5.) Bud is good, compassionate, and kind because he is, not because he mumbles certain words in an incense-filled temple in just the right way. We judge him for who he is, not for some metaphysical filter applied arbitrarily (although he may be a Muslim dog, or Hindu, who knows?)  We don't expect Bud to find Jesus or worship Yahweh before winning our approval.
6.) Keeping science out of schools has real world consequences. Had the scientists who developed the life-saving technology that allowed Bud to survive his cancer been taught to memorize ancient texts instead of the amino acid sequence of certain key proteins, Bud would be dead.
7.) Bud is living proof that all that the federal government produces is not evil. The majority of medical treatments are developed because of scientific breakthroughs funded with federal dollars, either directly through NIH or NIMH or indirectly through federal support for research on universities and in private industry. Even in for-profit firms that enjoy charging Americans 20-25% more for the same medications others enjoy at a discount, their employees are largely government-trained in public schools or in private schools made possible through generous federally guaranteed student loans and federal grants. All of the medications go through a rigorous federal screening process before they are allowed to be marketed and can be yanked from the market by the federal government if they are found to be dangerous or ineffective. So Bud is very much alive today thanks to the federal government that Sarah Palin would like to get off [his?] back.

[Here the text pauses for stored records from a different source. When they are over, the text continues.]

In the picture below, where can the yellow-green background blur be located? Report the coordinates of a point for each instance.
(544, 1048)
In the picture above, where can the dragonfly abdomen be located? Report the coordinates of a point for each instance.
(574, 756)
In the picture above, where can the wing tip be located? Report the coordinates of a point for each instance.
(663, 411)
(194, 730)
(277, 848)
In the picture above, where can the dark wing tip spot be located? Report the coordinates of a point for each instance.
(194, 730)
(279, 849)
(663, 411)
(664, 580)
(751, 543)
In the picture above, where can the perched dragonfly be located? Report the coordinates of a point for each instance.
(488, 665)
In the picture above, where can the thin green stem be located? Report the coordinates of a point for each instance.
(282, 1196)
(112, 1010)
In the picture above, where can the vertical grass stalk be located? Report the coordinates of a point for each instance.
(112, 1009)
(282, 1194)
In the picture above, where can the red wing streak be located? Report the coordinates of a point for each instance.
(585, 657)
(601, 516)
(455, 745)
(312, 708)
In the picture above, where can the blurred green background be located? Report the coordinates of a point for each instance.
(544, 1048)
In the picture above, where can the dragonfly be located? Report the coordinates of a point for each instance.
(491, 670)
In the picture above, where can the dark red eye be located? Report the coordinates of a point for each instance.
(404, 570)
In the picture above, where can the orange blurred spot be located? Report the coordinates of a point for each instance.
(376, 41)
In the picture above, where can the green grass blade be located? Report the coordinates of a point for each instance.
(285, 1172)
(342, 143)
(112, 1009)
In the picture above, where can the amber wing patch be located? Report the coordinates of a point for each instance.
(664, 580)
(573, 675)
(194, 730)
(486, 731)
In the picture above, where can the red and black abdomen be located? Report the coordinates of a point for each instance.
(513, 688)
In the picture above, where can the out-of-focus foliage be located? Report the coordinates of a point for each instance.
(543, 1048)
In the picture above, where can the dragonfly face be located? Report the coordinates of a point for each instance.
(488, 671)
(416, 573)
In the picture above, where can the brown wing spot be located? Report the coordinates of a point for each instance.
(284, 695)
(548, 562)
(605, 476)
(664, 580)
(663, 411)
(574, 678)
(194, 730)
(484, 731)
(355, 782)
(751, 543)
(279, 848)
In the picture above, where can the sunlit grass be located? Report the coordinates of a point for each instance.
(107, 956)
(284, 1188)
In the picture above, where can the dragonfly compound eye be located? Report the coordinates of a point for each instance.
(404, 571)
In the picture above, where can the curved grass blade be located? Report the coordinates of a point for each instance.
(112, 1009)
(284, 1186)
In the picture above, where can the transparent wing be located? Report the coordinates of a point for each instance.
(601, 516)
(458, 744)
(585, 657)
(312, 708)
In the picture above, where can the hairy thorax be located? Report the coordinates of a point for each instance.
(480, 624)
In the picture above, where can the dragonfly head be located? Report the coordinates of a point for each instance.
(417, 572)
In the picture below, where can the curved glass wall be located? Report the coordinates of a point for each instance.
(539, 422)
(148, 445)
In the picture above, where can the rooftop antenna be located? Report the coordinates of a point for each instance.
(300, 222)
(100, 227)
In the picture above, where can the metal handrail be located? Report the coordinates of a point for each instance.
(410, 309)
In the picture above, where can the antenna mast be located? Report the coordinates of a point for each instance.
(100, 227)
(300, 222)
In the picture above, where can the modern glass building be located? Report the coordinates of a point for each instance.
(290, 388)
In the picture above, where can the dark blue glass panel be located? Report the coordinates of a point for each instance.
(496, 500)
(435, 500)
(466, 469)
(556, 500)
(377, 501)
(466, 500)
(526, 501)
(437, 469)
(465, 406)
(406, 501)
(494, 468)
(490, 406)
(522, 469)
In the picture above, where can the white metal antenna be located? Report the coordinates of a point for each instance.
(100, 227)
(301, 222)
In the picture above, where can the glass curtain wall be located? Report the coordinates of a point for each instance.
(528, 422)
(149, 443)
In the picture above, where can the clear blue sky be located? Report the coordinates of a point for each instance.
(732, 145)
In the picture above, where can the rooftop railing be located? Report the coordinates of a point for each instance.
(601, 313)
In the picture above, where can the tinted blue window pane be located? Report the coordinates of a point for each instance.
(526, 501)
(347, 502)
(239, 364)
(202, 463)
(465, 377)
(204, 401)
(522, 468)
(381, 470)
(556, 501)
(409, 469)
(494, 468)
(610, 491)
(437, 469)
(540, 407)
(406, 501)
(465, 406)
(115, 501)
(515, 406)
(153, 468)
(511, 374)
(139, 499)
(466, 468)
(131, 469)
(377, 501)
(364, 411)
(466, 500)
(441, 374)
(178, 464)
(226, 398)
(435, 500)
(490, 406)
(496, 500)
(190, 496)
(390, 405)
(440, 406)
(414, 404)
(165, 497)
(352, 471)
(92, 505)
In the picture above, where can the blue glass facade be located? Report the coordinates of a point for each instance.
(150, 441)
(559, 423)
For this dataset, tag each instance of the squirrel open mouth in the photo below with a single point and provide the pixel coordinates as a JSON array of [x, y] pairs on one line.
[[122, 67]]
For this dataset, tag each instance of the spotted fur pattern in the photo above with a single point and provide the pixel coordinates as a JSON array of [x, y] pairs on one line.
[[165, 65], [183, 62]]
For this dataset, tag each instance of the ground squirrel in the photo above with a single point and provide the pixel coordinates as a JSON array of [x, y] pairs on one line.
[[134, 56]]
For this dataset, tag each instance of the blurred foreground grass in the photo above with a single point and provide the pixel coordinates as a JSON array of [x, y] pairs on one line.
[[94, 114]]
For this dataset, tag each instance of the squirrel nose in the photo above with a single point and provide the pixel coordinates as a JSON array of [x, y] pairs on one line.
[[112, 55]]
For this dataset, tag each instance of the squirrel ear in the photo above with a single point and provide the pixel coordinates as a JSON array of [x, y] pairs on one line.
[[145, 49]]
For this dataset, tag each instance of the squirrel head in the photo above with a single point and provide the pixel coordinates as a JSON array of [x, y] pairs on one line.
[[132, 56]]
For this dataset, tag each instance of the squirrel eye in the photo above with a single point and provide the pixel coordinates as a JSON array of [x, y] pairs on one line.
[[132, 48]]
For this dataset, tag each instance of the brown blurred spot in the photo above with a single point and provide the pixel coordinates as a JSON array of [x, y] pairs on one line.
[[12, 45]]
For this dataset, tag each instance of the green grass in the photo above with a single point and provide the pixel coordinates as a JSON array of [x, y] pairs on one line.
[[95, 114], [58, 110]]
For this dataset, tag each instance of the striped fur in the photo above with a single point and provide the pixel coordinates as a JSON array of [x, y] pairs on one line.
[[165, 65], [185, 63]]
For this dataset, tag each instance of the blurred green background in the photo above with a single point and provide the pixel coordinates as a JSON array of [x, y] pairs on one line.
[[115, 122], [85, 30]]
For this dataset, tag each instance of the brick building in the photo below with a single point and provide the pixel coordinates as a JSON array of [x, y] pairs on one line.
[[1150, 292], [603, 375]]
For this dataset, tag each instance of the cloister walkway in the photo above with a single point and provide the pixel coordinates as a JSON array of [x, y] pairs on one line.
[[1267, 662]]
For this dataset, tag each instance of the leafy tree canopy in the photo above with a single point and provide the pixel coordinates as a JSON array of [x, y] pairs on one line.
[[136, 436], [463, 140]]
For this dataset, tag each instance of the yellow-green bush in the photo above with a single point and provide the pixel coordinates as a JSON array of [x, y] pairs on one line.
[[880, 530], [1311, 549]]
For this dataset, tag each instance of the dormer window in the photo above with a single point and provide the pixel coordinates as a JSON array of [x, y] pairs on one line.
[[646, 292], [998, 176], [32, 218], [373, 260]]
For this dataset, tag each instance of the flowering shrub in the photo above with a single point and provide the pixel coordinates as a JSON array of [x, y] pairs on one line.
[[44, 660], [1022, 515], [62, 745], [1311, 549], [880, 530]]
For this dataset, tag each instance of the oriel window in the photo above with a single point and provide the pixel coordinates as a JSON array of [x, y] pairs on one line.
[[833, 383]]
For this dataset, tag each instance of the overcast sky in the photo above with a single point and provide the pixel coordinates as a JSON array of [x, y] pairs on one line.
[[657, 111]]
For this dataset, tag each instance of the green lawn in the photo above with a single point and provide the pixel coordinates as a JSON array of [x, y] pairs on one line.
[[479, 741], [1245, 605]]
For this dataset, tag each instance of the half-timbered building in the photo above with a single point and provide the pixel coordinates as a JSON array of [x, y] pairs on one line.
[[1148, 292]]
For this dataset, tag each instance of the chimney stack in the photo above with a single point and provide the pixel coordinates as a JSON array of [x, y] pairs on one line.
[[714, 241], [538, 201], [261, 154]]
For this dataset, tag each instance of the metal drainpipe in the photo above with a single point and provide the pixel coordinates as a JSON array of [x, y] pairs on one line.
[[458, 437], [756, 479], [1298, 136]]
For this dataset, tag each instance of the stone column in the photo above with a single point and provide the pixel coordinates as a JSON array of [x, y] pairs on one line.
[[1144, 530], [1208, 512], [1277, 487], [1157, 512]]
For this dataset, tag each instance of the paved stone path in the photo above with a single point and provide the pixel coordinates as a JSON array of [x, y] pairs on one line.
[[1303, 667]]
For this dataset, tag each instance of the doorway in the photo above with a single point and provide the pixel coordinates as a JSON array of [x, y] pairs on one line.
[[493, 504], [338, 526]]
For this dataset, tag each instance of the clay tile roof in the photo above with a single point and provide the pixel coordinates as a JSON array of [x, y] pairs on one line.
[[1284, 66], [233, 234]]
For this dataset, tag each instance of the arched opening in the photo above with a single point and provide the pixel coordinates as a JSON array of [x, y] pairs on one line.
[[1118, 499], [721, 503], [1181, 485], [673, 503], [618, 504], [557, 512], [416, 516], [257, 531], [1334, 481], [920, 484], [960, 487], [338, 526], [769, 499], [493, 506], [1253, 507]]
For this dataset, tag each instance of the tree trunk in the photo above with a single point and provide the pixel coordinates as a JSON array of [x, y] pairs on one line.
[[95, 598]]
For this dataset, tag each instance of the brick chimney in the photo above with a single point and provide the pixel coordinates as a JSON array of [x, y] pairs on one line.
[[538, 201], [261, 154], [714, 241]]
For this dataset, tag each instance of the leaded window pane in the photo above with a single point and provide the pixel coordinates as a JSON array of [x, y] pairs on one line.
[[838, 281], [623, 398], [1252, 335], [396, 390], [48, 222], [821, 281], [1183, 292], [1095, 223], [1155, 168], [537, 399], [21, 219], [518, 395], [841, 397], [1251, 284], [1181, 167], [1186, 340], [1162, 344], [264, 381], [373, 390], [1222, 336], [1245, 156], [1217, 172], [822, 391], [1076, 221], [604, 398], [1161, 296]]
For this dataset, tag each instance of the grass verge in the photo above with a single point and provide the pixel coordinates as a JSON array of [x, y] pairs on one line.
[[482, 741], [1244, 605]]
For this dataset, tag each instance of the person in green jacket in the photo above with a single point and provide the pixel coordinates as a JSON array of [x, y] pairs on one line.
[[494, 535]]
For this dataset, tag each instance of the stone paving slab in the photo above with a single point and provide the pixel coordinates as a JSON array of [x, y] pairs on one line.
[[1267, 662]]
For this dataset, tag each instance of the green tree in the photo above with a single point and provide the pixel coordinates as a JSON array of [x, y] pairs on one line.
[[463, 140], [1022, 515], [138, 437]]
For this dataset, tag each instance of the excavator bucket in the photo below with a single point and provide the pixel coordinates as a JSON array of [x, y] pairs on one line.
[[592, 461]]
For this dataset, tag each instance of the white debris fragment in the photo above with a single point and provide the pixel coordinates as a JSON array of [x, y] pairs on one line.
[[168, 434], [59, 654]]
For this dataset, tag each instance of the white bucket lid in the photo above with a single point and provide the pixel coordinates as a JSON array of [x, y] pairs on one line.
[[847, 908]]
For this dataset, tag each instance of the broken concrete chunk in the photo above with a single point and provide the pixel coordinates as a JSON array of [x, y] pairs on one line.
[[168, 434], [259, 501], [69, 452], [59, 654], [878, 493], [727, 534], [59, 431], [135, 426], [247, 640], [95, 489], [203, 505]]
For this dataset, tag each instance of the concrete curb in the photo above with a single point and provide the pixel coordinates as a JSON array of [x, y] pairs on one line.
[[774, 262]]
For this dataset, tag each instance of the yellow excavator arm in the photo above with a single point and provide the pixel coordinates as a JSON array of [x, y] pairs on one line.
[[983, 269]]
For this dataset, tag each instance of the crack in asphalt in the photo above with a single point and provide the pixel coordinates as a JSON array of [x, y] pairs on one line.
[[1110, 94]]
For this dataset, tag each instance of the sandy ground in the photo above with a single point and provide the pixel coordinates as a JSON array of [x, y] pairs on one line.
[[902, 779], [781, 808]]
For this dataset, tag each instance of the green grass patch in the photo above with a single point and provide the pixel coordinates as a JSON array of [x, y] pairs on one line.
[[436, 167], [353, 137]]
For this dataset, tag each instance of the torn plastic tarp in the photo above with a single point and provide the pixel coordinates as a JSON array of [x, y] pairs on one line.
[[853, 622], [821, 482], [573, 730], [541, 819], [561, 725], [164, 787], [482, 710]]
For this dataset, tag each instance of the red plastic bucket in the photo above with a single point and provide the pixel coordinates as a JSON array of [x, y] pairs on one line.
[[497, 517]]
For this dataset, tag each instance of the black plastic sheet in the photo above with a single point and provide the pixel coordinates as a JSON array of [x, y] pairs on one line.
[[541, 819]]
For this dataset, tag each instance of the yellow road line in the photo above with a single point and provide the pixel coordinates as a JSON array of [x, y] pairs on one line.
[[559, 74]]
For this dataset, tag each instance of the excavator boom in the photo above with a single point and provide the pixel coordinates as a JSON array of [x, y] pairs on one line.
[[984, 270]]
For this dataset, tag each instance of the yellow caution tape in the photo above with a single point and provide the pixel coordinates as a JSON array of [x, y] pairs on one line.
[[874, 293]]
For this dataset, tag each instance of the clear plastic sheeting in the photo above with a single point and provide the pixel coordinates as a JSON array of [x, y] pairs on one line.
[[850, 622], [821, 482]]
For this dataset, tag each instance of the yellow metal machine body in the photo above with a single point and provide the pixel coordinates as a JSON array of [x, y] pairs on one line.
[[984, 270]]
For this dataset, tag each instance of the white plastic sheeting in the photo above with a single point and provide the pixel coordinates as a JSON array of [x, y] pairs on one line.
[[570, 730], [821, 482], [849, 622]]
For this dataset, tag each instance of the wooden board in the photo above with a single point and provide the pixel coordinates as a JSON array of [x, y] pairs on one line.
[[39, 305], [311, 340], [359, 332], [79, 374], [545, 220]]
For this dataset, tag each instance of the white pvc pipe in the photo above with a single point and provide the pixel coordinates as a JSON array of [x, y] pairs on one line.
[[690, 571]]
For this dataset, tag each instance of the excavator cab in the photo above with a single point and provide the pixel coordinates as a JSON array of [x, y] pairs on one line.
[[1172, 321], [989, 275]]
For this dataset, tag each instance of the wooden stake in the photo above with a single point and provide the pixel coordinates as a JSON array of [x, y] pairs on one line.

We can learn a lot more from a dog than from Sarah Palin's blather about personal responsibility and the evils of federal encroachment on the freedom of citizens to free ride.  Bud reminds us that real lives are at stake. 45,000 Americans a year under 65 according to a recent Harvard study are not as fortunate as Bud: they died for want of health insurance. Is it really so outrageous to demand our children have the same access to healthcare as your dog?